Progress & intonation
Hello everyone, this is my first time here.
I've been learning violin for about five months now. However, it feels like I have had the equivalent progress of a two to three months of practicing, since there were lots of breaks and my former teacher could only teach during half of each month. I'm currently at approximately 65% of Laureox I.
I would like to know of you how late I probably am if compared to where I should be with my progress.
I also have some issues about intonation:
1) when playing out of tune, should I slide my finger to the right place or take my finger off the position and put it again to reach the right intonation?
2) is playing the violin with the tuner on a good or bad idea? I realized that I do worse on tuning playing with it than without, probably because my attention gets focused on the tuner. My teacher says I should only play scales with the tuner, and I think I agree, but would like to know your opinion.

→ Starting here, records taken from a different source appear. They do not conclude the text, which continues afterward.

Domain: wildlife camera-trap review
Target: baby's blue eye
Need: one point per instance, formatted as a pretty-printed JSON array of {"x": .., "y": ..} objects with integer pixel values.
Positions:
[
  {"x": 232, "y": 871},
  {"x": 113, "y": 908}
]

3) can I trust that getting the right intonation is just a matter of time practicing scales (and training my ear)?
You're right, intonation is a matter of training the ear and practice. It'll come with time - at 5 months I'd worry less about always being in tune and more on getting my fundamental techniques correct - that stuff is super hard to fix later.
Can't say anything about your progress, it varies from person to person, but it feels like (just from your language) that you're feeling impatient or perhaps discouraged. Maybe you're used to progressing faster at things you try or you had an expectation of yourself.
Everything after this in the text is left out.